Fukushima:reportage effrayant dans la centrale accidentée
Plus de
quatre ans après l’accident qui a affecté trois de ses réacteurs, la
découverte, sous étroit contrôle, de la centrale sinistrée de Fukushima où
s’affairent des milliers d’ouvriers intérimaires et des centaines de
techniciens, reste un choc angoissant. Le désordre y règne toujours et l’image
obsédante des centaines d’énormes cuves pleines d’eaux contaminées, rappelle
que la question de la pollution n’est pas réglée et que fréquemment, notamment
lors des pluies diluviennes qui ont frappé la région à la mi-septembre, la
contamination continue à atteindre le sous-sol et la mer : passant sous la
plage où, vision saisissante, deux réacteurs- heureusement à l’arrêt lors du
tsunami- avaient été construits parce que la Tpeco avait fait des économies pour
assurer leur refroidissement. Sans tenir compte de l’éventualité d’un tsunami.
Autre question non réglée que les
visiteurs découvrent en dépit des précautions des « guides » qui
contrôlent la prise de photographies: la maitrise des trois réacteurs en partie
fondus. Non seulement nul homme et nul robot ne peut aller évaluer les dégâts
et apprécier l’état du magma de combustible nucléaire, mais les bâtiments n’ont
pas été réparés. Pour cause de radioactivité trop importante. Seule la piscine
ou refroidissaient les barres de combustible usagées a été sécurisée. Les
responsables avaient promis la construction d’un sarcophage de protection pour
2019, mais ils n’osent plus avancer une date car ils ne peuvent pas l’envisager
tant qu’ils ne sauront pas exactement dans quel état sont les réacteurs et si la température ne va pas brusquement
remonter au dessus des 100 degrés officiellement annoncés. Il suffit de se
souvenir, pour être sceptique sur l’avenir, qu’il a fallu plus d’une dizaine
d’années au consortium formé par Vinci et Bouygues pour construire et assembler
le nouveau sarcophage destiné à coiffer un seul réacteur de la centrale de
Tchernobyl et qu’il n’est toujours pas en place. Pour un coût qui devrait
dépasser deux milliards d’euros en grande partie payé par la BERD, la Banque
Européenne pour la Reconstruction et le Développement. Les responsables de la
centrale affirment qu’ils ne connaissent pas le montant des travaux déjà
engagés.
Que le
retour à la « normale » dans les réacteurs de Fukushima soit désormais
« envisagé » pour l’horizon 2040, se lit dans l’état du chantier où
fourmillent des hommes dotés de masques et de combinaisons de protection côtoyant
d’autres ouvriers arborant un dérisoire masque en tissu sur la bouche. Guère
étonnant que depuis le début des travaux, la Tepco, ait déjà « usé »
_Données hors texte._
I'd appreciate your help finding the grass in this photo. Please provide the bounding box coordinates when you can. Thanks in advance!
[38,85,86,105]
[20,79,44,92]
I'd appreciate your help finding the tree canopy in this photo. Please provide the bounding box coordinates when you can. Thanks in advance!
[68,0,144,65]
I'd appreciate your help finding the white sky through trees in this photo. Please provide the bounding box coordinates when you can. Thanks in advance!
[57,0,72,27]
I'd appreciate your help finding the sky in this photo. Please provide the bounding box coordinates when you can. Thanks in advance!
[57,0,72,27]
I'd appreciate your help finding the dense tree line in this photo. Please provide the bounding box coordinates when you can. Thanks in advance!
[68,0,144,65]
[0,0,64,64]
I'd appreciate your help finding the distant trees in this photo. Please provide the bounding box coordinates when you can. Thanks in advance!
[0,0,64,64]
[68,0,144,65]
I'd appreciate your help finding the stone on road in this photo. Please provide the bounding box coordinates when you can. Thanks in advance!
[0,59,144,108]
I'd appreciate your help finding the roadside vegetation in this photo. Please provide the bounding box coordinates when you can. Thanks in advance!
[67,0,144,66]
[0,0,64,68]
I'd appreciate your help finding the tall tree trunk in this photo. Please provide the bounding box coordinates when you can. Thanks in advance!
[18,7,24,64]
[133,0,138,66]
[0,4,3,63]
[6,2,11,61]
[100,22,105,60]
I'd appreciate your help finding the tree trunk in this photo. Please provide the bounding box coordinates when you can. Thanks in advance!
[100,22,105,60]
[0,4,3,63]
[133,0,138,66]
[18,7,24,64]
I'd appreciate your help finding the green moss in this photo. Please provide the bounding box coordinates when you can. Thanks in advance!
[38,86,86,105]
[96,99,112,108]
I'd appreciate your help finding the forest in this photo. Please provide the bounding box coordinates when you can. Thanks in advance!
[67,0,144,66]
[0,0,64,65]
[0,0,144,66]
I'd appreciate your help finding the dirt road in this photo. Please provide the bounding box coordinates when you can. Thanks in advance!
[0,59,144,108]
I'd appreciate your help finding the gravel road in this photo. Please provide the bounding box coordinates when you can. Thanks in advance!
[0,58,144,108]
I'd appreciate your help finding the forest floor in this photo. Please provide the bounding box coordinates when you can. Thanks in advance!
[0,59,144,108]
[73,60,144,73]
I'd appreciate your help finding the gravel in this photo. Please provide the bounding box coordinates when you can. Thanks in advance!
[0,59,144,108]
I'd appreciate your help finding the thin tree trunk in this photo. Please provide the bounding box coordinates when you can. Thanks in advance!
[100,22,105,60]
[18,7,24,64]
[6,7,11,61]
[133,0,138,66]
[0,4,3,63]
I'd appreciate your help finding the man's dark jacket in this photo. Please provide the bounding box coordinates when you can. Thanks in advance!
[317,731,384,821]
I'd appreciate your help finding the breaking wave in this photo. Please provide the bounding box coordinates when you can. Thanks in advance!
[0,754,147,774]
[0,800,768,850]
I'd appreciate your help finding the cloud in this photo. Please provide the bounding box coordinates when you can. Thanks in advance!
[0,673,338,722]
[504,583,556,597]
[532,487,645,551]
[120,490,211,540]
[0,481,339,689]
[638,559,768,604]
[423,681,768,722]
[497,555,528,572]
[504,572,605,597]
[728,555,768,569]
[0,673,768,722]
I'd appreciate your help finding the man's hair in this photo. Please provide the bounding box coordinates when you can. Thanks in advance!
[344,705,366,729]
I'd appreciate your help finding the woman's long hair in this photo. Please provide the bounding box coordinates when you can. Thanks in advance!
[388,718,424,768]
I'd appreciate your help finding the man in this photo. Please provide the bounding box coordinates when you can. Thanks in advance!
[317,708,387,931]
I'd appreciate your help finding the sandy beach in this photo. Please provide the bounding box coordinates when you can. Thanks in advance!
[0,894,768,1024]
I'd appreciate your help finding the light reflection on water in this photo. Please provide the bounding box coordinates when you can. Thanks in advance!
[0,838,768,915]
une centaine de milliers de salariés. Des intérimaires, sans qualification pour
la plupart, atteignant les limites –non révélées- de leur exposition
quotidienne à la radioactivité. Nul ne connait non plus, tout au moins
officiellement, les dégâts, maladies ou décès, de cette exposition permanente
Pourtant,
ces travailleurs évoluent dans un paysage de cauchemar où la radioactivité
évolue de mètre en mètre, atteignant des sommets prés des réacteurs accidentés.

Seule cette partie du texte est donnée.